Esperem, que há mais. Para não haver enganos, saibam todos que o texto acima, em itálico, foi escrito e publicado há cinco anos, em livro. Nessa altura, se poucos humanos o leram, não passou despercebido ao CORONA que, fazendo pela sua vida, lampejou em cada casa de recolhimento, hospital, Lar e mais sítios de ajuntamentos, manjar sobejo, servindo-se das visitas, do carinho, do abraço e do beijo.
Noite e dia, faz neles uma razia, sem clemência. Por isso eu canto agora a MEDICINA CIÊNCIA e a reverência ao pelotão da ‘linha da frente” e da «retaguarda». Filho, pai e mãe, toda a gente que nos laboratórios, hospitais ou em casa, a cada instante, onde quer que seja, em prol do semelhante enfrenta e combate os mistérios ocultados pelo imperador que, na sua tenda, muito sociável (gosta muito de ajuntamentos), insaciável por matança, mais e mais almeja.

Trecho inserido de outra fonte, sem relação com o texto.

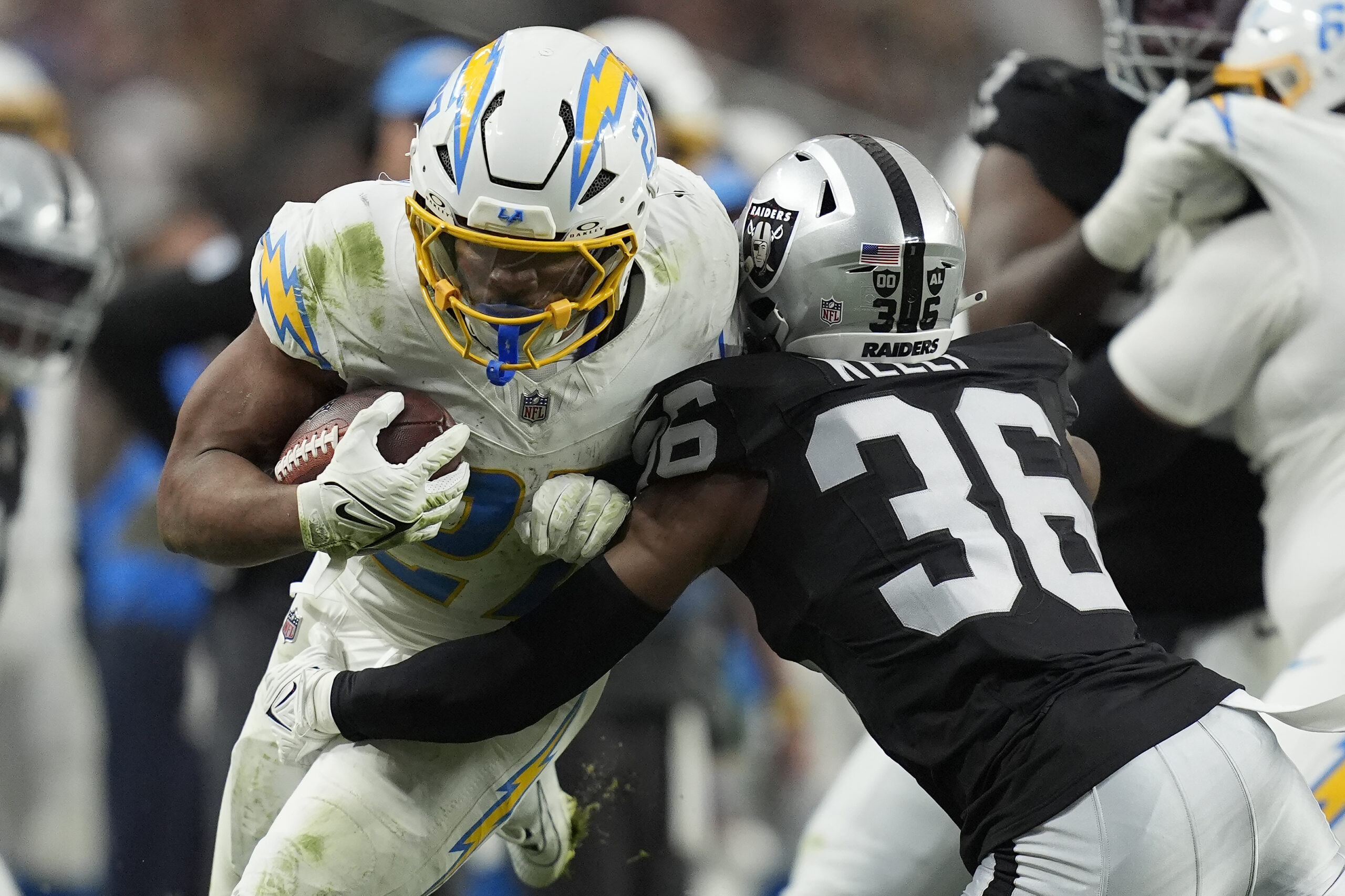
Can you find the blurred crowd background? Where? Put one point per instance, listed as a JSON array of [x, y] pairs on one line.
[[126, 672]]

Mas, eu ciente estou de que ele vai perder. Pode entretanto comer muita gente, a mim incluído. Mas, antes de eu ter ido aqui deixo já uma certeza: não há impérios eternos, nem eternos mistérios. Nem coisa diversa é eu dizer que no viver e no morrer nunca gostei de impérios, nem de mistérios. E que a relação do Homem-natureza nem sempre foi uma relação de amor. Se, por ora, o imperador e a sua escolta levam a melhor, a CIÊNCIA dá-lhe a volta não tarda e “vice-versa”.
Mais nada. Mas apesar do luto e da dor que deu, eu anseio que tenha valido a lição dada à humanidade por este imperador, coroado, mau e feio, mesmo que democrata. Inteligente, pequenino, malfazejo, assassino de tanta gente, graúda e miúda, segundo ouço e vejo, vale-se de não ser visto a olho nu. Pois se fosse, eu, com as palavras em fio, mandava-o levar no cu, antes dele me tirar o pio.